Two road sections may have the same current IRI, but one may have remained stable for months while the other deteriorated rapidly after rainfall or heavy loading.
Rapid deterioration may indicate:
- Inadequate drainage
- Weak subgrade
- Insufficient surface material
- Poor compaction
- Material contamination
- Water accumulation
- Concentrated wheel paths
- Inappropriate grading practices
IRI does not identify the exact cause by itself.
It helps identify where condition is changing so engineering and maintenance teams can focus their inspection and corrective work.
Building a practical monitoring program
A basic haul road roughness monitoring program can follow a simple process:
- Divide the network into consistent road sections.
- Collect a baseline while roads are operating acceptably.
- Establish preliminary warning and maintenance thresholds.
- Survey critical routes at regular intervals.
- Inspect sections that exceed the threshold.
- Collect IRI again after maintenance.
- Review trends to identify recurring problems.
Survey frequency should reflect the importance and risk of each road.
Critical production routes may be surveyed weekly or monthly, while lower-volume roads may require less frequent collection.
Additional surveys may be completed:
- After heavy rainfall
- After abnormal loading
- Before sensitive transport movements
- Before and after grading
- After drainage work
- When operators report a sudden change in road condition
Building a site-specific business case
The most reliable savings estimate comes from combining IRI results with the operation’s existing fleet, maintenance, and production records.
Useful figures include:
- Fuel consumption per truck-hour
- Cost per operating truck-hour
- Average speed by road section
- Cycle time by route
- Tonnes moved per hour
- Tire and suspension costs
- Unplanned repair hours
- Road maintenance costs
- Production losses during route closures
The operation can establish a baseline and compare the period before maintenance with the period after maintenance.
| Measure | Before maintenance | After maintenance | Change |
|---|---|---|---|
| Average IRI | Site result | Site result | Percentage improvement |
| Average truck speed | Site result | Site result | Time saved per cycle |
| Fuel per cycle | Site result | Site result | Litres saved |
| Maintenance cost | Site result | Site result | Cost avoided |
| Tonnes moved per hour | Site result | Site result | Production increase |
This allows each mine to develop its own relationship between road roughness, maintenance activity, equipment cost, and production performance.
Once that relationship has been established, IRI thresholds can be based on actual operating costs and risks rather than an arbitrary road condition rating.
Using TotalPave for haul road monitoring
TotalPave IRI allows road roughness data to be collected using a smartphone mounted in a vehicle.
The system can be used to:
- Survey mine, haul, gravel, and resource roads
- Map results to consistent road sections
- Identify rough sections
- Compare repeated surveys
- Measure before-and-after maintenance results
- Review changes in road condition over time
- Export detailed road condition data
Because the system does not require a specialized profiling vehicle, data can be collected regularly using vehicles already available at or near the site.
This makes IRI practical as a routine maintenance-control tool rather than an occasional engineering study.
Turning roughness data into better decisions
The value of IRI is not the measurement by itself.
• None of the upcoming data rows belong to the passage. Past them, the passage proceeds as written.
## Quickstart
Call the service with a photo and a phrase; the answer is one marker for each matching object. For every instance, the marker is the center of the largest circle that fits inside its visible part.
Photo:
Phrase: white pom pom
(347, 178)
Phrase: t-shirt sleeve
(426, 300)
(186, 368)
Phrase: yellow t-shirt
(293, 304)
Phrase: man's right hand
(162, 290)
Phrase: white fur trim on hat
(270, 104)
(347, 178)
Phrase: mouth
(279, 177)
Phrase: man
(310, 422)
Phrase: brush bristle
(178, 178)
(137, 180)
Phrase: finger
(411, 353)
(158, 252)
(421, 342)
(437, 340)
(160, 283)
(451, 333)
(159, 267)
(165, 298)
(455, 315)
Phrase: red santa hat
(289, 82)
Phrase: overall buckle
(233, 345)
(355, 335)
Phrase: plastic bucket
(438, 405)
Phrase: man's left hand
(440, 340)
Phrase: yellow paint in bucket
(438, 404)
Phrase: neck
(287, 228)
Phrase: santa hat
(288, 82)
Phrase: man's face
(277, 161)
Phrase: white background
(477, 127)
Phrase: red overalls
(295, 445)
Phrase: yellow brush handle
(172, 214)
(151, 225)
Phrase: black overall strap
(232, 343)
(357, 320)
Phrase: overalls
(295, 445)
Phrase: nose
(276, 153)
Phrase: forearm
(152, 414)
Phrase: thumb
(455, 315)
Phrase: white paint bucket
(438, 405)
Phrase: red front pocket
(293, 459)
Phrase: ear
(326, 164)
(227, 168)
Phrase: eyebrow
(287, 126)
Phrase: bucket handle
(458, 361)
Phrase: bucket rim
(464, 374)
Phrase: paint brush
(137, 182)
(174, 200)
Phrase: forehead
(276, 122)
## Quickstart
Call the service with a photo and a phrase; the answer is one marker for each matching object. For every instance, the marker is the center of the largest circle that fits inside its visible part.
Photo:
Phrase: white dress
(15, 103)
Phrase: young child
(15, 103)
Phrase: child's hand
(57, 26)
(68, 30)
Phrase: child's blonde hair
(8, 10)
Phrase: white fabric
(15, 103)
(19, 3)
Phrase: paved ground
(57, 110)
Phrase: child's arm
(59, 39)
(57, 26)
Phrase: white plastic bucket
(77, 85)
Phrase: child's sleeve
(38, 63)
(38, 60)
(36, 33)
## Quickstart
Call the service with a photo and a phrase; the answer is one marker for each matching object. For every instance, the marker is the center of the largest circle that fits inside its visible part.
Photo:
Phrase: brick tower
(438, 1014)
The value comes from using the data to make earlier and better maintenance decisions.
Regular haul road roughness monitoring can help mines:
- Reduce the risk of unplanned road downtime
- Identify deterioration before it becomes a major failure
- Protect expensive vehicles and equipment
- Reduce fuel and operating costs
- Maintain production speeds and haul-cycle performance
- Support the movement of sensitive loads
- Prioritize maintenance resources
- Verify completed maintenance work
- Identify recurring road and drainage problems
- Develop site-specific maintenance thresholds
Regular monitoring turns haul road maintenance from a reactive activity into a measurable operating process.